With its sharp, crystalline planes of gradated colour all intersecting and coalescing in order to build a spectacular and near-abstract pictorial structure of colour and light from the simple forms of a village church, Kirche über Stadt (Church over the Town) is an outstanding example of Lyonel Feininger’s magnificent ability to marry architectural form and deep, inner feeling.

Painted in 1927, not long after Feininger had moved to Dessau where he continued to live and occasionally teach among the faculty of the Bauhaus, the painting derives from an important moment in Feininger’s career. As Hans Hess has written of this auspicious time, ‘the year 1927 marked an important change in Feininger’s work … From his Cubist form he had reached a static picture form with space and light firmly organized. Creating a new pictorial reality… [but one that] had exhausted its creative possibilities exactly as the Cubist still-life form had exhausted the inventive power of Picasso. Feininger’s own inventions became for him a prison from which he had to break out’ (Lyonel Feininger, London, 1959, p. 112)

In his letters to his wife Julia at this time, still living back in Weimar, Feininger began to speak of his need for a liberation from the ‘purely static,’ that would give him a new conception of ‘pictorial form’ [Bildform] and also of how he had begun to see colour as the means by which he could achieve this. ‘Colours that once were only colourful now become sonorous again and subordinate themselves to the whole,’ Feininger wrote excitedly about his new work. ‘I have a picture on the easel now which really promises to arise from colour…[and] yesterday I understood the secret… planes and forms conceived as colour’ (Letters to Julia in September 1927, quoted in ibid., p. 112).

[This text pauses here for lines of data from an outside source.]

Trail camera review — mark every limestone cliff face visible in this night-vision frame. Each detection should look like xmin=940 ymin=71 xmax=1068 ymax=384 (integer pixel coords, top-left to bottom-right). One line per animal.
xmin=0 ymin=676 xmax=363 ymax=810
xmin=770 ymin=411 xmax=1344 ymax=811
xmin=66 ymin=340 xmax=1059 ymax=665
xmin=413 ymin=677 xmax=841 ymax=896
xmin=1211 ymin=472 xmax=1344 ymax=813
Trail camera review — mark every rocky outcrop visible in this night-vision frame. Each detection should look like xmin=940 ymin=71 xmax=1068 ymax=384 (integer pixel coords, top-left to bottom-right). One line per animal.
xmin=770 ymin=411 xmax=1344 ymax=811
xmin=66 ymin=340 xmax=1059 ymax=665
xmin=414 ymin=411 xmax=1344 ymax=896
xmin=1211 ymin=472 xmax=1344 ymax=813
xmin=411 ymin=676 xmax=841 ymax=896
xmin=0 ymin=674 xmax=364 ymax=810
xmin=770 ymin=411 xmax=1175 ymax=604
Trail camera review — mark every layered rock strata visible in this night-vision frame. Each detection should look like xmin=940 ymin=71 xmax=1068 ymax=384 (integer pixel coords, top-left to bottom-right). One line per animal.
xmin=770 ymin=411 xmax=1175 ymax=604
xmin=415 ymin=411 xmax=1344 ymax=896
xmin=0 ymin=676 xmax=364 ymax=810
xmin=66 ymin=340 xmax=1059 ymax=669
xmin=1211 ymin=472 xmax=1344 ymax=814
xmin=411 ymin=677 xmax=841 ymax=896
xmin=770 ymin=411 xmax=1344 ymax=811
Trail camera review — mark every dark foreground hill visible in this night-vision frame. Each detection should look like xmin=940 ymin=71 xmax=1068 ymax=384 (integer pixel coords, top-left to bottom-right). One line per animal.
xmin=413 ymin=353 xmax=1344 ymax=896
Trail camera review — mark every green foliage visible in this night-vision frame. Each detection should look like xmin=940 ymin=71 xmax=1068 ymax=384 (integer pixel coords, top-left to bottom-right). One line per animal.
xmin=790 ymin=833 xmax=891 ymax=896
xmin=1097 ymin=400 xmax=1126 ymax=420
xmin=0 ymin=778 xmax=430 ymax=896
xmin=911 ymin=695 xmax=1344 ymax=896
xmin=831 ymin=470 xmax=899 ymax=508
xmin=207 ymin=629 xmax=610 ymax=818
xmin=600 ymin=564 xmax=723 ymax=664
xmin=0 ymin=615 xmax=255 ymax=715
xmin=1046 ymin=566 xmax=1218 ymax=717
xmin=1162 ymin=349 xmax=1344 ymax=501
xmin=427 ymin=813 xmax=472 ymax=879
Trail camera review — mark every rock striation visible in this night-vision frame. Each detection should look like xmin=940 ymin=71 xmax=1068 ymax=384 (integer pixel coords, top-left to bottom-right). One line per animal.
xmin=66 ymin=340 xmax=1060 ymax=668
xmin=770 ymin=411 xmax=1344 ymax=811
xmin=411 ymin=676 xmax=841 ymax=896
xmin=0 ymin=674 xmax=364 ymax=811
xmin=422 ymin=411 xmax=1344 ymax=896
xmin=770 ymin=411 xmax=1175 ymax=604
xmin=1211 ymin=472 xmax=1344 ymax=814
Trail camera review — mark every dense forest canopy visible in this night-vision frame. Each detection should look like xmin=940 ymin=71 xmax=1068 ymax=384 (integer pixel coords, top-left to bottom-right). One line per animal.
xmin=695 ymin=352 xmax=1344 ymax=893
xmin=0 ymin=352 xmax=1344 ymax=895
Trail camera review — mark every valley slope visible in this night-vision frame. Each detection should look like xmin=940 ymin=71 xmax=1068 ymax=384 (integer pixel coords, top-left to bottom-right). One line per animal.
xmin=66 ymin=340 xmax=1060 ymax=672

In Kirche über Stadt this liberation of the forms of the church and the rooftops of the town below through a sensual and intuitive use of free-form, abstract colour now provides the formerly static Cubist-type structure of the painting with a new, formless sense of fluidity, freedom and potential. Here, crystalline planes of colour have started to take on a life of their own, combining together to create a semi-abstract pictorial fugue of abstract form and colour: one that speaks not just of a dynamic pictorial harmony but also of a spiritual dimension of feeling underpinning Feininger’s elegant constructions.

In the midst of a burgeoning political storm growing all around him in Dessau where the local Fascists were continually agitating against the presence of the Bauhaus, Feininger was increasingly turning inwards, quietly building on his past success to create an ever-richer and deeper form of pictorial expression. As he wrote to Julia around the time he was working on Kirche über Stadt: ‘It is unbelievable to what extent the party opposed to the Bauhaus has gone in its blind hatred, no doubt against the interests of the town. I trust though, that emotions will calm down... One may ask how much is really left nowadays to depend upon. It seems as if all the people in the world were equally crazy… Apart from the aforementioned, I’m very interested in my pictures. Resolutely I am obliterating and building up anew, and I should say that without the succession of alternating efforts, my painting would remain timid and unsatisfactory. So far the result has been on the positive side. For too long I haven’t wrestled with my work. I hate half measures. Too readily at times one loves the process of development. Growth has to suffer many transformations before life is breathed or beaten into it…’ (Letter to Julia, November 27, 1927, in J. L. Ness, ed. Lyonel Feininger, New York, 1974, pp. 159-60).